Writing essays may be akin to navel-gazing. You need to understand who you are and where you’ve come from. One of the most difficult parts of writing many essays is coming up with the “lessons learned” out of a story. Schools like Tuck and Kellogg specifically ask you what you learned from an experience. It’s hard enough to figure out what story to write about, but then you have to figure out what you learned from it?
This 10-minute example at the end of this university lecture on Positive Psychology by Harvard Prof Tal Ben-Shahar may prove useful if you’re struggling with this task:
If you draw a timeline of your life, there will inevitably be incidents where you failed or were set back and did not achieve your hopes and dreams. What can you say about the changes that those events forced on you? When you struggled, what did you internalize?
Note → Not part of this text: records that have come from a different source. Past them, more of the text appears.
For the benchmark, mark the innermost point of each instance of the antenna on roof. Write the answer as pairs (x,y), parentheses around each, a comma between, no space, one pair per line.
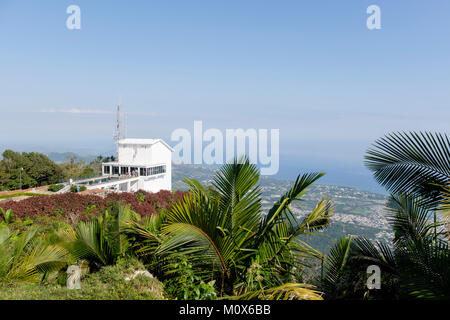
(125,120)
(117,131)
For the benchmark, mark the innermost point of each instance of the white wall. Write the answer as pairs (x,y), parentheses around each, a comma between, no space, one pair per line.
(149,155)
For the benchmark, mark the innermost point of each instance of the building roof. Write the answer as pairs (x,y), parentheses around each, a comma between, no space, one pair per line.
(145,142)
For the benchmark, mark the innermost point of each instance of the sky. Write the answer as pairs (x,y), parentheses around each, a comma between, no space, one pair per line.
(309,68)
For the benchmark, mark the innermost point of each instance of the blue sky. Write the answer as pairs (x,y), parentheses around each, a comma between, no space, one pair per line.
(310,68)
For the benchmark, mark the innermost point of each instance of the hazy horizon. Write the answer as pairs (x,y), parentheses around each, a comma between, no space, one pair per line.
(311,69)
Where did you grow into a new person — and how did that new person become better equipped to manage the success that came after?
This positive perspective thing is not about spinning or whitewashing your stories. It’s about looking for evidence of maturation and the inevitable life lessons that we are served up — that hopefully everyone is willingly accepting! (If you don’t, you’re bound to be blessed with the same-exact struggle or setback repeatedly until you do.)
Even if you were successful in what you were attempting, there still should be evidence of growth, adaptation and change.
These types of insights are more powerful contributors to the adcom’s understanding of who you are than the events themselves. This is where you can set yourself apart from the crowd. Demonstrating your insights shows the maturity that you bring, and the unique perspective that only you can offer.